Die syrischen Regierungstruppen und ihre Verbündeten haben die Terrormiliz Daesh (auch Islamischer Staat, IS) aus den zwei Stadtteilen Mariya und Huweyat Mariya im Südosten von Deir ez-Zor vertrieben. Das teilte eine Quelle aus dem Stab zur Befreiung der Stadt am Sonntag gegenüber RIA Novosti mit.

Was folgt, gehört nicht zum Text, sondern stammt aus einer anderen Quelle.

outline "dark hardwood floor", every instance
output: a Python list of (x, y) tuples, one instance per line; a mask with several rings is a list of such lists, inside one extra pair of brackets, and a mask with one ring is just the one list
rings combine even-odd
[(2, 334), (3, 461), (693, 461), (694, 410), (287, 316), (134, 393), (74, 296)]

„Die Armee hat den Euphrat-Fluss erreicht und die Stadtbezirke Mariya und Huweyat  Mariya von den Terroristen befreit. Von Osten her sind die Extremisten um mehr als fünf Kilometer von der Luftwaffenbasis zurückgeworfen worden“, so der Insider.

Ihm zufolge flüchtete ein Teil der Terroristen in Richtung der Stadt al-Maydin, ein anderer passierte den Euphrat-Fluss und verschanzte sich im Nordteil von Deir ez-Zor.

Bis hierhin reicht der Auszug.